La gente que le observaba caminar, con la mirada baja, perdido en sus propios pensamientos, ajeno completamente a la realidad. De vez en cuando dibujaba en el aire algo parecido a una silueta ¡quién sabe qué podría ser!, farfullando algo imperceptible y seguía su camino.
Tenía un par de amigos con los que solía reunirse para tratar de lo humano (poco) y de lo divino (casi todo el tiempo); jugaban con la metafísica, la poesía, la filosofía, la astronomía y mataban las horas anidando en un universo paralelo que les envolvía para, al final de la tarde ya de anochecida, darse de bruces con la realidad y regresar cada uno a su casa.
Era un poeta, aunque sus versos resultaban incomprensibles; formaban parte de una retahíla de pensamientos inconexos donde mencionaba al destino, a un dios, al recuerdo, a la fugacidad del tiempo… y de aquellas palabras se desprendía una nostalgia desconocida de algo que sólo él sentía.
Solía ir al pueblo para visitar a su madre, una anciana de pelo blanco como la nieve, que le conocía mejor que nadie. Se abrazaban en silencio y sentados uno frente al otro, aquel día la madre se atrevió a preguntar:
“Hijo, lo tienes todo para ser feliz y, sin embargo, siempre andas con cara triste. ¿qué te falta?”
Pregunta importante para quien, observando desde fuera tan solo una apariencia, sospecha el origen de tal pesadumbre.
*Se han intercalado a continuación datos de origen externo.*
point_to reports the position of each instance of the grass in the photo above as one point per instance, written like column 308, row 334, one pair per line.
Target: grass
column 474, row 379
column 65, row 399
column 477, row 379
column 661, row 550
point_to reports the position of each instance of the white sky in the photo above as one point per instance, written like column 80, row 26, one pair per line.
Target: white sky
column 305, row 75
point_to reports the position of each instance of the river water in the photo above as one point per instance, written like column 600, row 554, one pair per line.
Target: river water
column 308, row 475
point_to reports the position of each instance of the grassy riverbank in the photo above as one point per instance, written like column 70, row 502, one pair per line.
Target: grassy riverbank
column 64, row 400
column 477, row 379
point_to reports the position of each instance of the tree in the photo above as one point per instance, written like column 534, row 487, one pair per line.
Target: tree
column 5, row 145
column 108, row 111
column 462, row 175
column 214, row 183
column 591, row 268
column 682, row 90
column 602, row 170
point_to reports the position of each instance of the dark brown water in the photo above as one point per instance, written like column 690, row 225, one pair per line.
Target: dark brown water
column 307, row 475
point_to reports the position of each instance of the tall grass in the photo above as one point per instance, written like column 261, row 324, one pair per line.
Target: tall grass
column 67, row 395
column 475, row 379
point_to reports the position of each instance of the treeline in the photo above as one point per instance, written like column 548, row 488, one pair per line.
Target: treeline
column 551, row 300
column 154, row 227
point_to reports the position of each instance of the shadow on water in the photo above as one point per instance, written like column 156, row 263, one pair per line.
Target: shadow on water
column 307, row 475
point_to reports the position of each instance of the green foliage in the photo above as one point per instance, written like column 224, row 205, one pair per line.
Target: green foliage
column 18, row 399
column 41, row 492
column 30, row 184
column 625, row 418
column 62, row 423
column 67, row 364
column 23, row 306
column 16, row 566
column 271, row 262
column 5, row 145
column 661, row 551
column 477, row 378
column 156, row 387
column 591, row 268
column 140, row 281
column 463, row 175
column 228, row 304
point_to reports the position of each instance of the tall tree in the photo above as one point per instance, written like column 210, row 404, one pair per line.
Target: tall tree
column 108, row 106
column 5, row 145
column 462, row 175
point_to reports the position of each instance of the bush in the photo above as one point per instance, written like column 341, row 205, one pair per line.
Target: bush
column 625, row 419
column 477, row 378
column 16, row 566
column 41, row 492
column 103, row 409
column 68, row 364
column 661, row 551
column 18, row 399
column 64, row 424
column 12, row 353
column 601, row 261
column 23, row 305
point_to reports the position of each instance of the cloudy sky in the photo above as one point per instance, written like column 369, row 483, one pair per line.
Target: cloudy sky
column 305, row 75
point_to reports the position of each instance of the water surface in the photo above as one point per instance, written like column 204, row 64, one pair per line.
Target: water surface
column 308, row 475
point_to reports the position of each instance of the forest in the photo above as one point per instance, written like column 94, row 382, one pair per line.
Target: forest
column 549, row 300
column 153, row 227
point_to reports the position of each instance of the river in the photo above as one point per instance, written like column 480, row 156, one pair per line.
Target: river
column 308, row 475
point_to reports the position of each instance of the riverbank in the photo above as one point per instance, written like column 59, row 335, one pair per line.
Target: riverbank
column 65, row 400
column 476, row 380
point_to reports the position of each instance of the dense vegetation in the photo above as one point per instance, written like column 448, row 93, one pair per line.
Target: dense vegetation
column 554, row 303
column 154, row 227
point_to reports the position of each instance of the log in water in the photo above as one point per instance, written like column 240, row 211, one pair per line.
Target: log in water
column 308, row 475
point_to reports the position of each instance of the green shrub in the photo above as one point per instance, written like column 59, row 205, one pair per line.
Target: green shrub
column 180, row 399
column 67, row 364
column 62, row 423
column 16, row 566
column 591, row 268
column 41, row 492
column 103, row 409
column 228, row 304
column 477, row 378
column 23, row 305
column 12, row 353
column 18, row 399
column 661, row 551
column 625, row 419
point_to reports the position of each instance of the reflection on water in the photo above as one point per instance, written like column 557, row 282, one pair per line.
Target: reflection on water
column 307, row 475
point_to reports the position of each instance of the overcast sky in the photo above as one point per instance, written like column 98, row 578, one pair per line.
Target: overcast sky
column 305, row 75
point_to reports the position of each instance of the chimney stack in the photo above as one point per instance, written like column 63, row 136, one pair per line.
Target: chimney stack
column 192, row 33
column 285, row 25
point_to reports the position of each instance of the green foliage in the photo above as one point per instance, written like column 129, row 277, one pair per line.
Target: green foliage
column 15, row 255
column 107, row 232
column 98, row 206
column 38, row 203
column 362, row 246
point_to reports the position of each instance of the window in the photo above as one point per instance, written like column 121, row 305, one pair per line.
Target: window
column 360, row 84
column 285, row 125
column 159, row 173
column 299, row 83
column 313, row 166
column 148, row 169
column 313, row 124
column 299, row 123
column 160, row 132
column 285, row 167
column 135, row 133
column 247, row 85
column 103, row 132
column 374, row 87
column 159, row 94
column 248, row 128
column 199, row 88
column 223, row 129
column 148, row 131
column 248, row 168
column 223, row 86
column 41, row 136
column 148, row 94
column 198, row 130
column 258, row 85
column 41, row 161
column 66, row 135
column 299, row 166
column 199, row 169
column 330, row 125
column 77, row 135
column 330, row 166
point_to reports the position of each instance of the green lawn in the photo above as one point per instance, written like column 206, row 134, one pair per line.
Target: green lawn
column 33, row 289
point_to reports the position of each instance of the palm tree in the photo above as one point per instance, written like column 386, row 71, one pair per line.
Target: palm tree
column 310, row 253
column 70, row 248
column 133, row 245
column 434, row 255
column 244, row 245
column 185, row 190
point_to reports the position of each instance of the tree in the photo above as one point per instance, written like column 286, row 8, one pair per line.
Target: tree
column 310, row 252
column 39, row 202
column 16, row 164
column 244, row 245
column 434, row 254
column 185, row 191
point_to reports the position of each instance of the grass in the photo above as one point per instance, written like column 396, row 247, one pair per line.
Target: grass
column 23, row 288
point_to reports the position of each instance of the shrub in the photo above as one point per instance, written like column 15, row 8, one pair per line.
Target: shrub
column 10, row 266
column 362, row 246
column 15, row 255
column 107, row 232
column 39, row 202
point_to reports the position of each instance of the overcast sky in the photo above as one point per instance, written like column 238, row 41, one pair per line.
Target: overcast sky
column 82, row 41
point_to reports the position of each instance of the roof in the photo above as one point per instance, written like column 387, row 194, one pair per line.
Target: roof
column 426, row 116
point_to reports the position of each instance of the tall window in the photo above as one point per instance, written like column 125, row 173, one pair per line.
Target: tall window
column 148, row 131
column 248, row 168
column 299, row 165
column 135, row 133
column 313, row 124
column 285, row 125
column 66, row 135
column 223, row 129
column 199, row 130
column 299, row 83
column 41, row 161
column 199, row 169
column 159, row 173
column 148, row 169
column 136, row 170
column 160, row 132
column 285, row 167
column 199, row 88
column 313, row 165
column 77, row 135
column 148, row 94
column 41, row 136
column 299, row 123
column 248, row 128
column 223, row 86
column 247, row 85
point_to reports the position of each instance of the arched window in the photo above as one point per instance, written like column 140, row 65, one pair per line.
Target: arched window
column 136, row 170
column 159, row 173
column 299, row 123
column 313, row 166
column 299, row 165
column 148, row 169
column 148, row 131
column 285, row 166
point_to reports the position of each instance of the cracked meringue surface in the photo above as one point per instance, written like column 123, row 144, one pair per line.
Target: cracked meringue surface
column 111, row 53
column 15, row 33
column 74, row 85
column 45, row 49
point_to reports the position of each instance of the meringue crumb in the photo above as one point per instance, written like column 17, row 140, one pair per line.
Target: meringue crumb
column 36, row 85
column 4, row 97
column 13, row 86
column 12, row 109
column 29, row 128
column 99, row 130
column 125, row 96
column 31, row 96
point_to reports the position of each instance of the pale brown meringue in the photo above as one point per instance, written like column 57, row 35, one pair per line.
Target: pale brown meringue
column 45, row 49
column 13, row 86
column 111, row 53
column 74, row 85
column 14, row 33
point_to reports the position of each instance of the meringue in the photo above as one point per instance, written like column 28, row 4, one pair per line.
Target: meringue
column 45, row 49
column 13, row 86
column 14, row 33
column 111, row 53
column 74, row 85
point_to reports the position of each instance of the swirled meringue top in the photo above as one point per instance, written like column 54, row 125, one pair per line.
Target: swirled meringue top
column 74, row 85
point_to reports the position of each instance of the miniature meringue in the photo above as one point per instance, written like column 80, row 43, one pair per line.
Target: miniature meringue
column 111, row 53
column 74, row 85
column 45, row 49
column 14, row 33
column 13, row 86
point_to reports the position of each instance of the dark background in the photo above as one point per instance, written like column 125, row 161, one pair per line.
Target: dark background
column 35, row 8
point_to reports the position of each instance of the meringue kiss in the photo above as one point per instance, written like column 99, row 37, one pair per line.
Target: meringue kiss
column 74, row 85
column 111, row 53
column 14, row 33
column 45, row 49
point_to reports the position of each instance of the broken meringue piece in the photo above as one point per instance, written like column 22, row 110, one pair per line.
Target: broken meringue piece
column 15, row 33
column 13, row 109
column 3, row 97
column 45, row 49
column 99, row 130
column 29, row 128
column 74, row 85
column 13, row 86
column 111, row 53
Aquella mujer conocía la languidez de su hijo desde niño, comprendió que era diferente a los otros y siempre le mimó un poco más. Le comprendía, le disculpaba ante los demás y sufría por no verle feliz. Sin embargo, cada vez que la visitaba, en un momento determinado de la tarde, como si fuera tocado por un rayo de realidad, su carácter cambiaba. Se convertía de pronto en un hombre comunicativo, cariñoso, encantador, feliz. Entonces, su madre, con una sonrisa que le iluminaba el rostro, le tomaba la mano y escuchaba embelesada. Él le desgranaba, como en una historia, sus cosas, su vida terrenal, su cotidianidad; nada que ver con su estado habitual. Así permanecían dos o tres horas hasta que se marchaba. Cuando llegaba ese momento, la madre le besaba la frente y le susurraba un apenas audible: “gracias, hijo”.
Al poeta, nada más traspasar el umbral de la casa materna, le cambiaba el ánimo y volvía a ser la persona melancólica y ausente de siempre, sin emociones, distante; pero entonces, giraba la cabeza y agitaba la mano a modo de despedida a su madre que permanecía en la puerta de su casa contemplando la marcha del hijo mientras dos gruesas lágrimas resbalaban por sus mejillas.